World Duty Free has apologised over a promotion its Heathrow Airport shop was running that required Chinese travellers to pay four times more than other travellers in order to receive a 20 per cent discount.

The shop reportedly required Chinese travellers to spend a minimum of £1,000/US$1,381 in order to get the discount, which was being offered to other customers after just £250/US$346 had been spent.

Users on China’s Weibo social media platform expressed their ire over the promotion after the imbalanced policy came to light.

In a statement published in both English and Simplified Chinese on the company’s Twitter page, World Duty Free stated that: “As a global company we are committed to treating all our customers with respect and in a consistent and fair way.

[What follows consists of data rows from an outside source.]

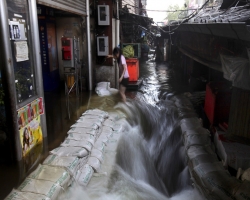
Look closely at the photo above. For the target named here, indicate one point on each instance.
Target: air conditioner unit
(102, 46)
(103, 15)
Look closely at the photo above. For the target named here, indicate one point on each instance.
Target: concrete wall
(71, 27)
(105, 74)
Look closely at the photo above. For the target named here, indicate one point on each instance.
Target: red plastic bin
(133, 68)
(217, 102)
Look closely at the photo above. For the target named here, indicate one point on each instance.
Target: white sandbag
(90, 121)
(85, 124)
(83, 130)
(118, 128)
(199, 130)
(102, 92)
(194, 120)
(194, 151)
(47, 188)
(93, 117)
(114, 116)
(96, 112)
(106, 129)
(105, 85)
(70, 151)
(204, 168)
(95, 163)
(97, 154)
(99, 145)
(53, 174)
(183, 105)
(18, 195)
(78, 143)
(82, 137)
(83, 161)
(103, 138)
(113, 91)
(197, 139)
(109, 123)
(70, 163)
(107, 133)
(84, 175)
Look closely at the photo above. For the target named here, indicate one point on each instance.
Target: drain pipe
(117, 41)
(9, 82)
(89, 46)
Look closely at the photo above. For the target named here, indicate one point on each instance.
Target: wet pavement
(159, 81)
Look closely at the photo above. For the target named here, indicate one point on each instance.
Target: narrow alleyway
(150, 158)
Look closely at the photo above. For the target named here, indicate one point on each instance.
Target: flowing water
(149, 163)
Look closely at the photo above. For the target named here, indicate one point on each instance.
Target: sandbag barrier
(74, 161)
(208, 174)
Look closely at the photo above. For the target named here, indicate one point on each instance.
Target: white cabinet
(103, 15)
(102, 46)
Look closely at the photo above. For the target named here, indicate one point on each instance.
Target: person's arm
(124, 65)
(123, 72)
(110, 56)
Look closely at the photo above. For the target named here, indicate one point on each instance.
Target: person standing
(123, 71)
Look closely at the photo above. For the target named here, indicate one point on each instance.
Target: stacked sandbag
(74, 161)
(207, 172)
(47, 188)
(54, 174)
(18, 195)
(102, 89)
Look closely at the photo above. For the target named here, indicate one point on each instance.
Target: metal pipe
(9, 80)
(117, 41)
(37, 58)
(89, 46)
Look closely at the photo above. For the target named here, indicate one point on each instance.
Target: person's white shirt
(123, 62)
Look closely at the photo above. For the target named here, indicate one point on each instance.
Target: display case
(21, 51)
(102, 46)
(103, 15)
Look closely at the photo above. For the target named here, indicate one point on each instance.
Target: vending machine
(48, 45)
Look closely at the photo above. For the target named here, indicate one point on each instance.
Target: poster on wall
(31, 135)
(29, 112)
(52, 48)
(21, 51)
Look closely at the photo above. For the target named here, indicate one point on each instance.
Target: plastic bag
(18, 195)
(70, 151)
(53, 174)
(47, 188)
(70, 163)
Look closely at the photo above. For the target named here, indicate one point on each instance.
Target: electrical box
(67, 52)
(103, 15)
(102, 46)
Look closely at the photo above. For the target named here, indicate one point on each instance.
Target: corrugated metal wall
(73, 6)
(239, 119)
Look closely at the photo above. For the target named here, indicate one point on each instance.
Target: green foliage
(175, 15)
(128, 51)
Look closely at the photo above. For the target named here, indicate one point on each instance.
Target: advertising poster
(29, 112)
(31, 135)
(29, 126)
(51, 35)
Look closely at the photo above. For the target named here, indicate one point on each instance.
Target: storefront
(30, 59)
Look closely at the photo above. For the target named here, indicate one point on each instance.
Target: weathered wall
(71, 27)
(106, 74)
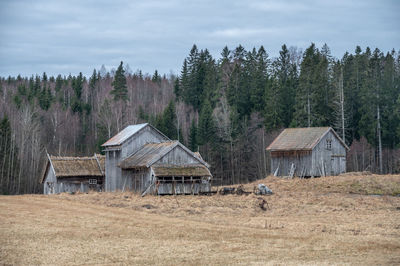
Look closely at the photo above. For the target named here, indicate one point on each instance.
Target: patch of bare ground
(351, 219)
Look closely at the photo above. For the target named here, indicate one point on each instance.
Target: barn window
(328, 144)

We would like to offer our sincere apologies to our customers who were in any way made to feel this was not the case.”

The company also stated that the implementation of the promotion “has been confusing which we sincerely regret”, and has “taken urgent steps to correct the implementation of this promotion going forward”.

A spokesperson for Heathrow Airport told the Telegraph it has been made aware of the offer, which it described as “unacceptable” and was working with the company to ensure a repeat of the incident did not happen again.

The controversy comes as Chinese travellers to the UK are on the rise. In December, the UK and Chinese governments signed a new deal to increase the number of weekly flights between the two countries by 50 per cent, from 100 to 150.

Meanwhile last month, a study by Frontier Economics found that direct flights from Heathrow to China contribute some £510 million/US$706 million per year in GDP to the UK economy.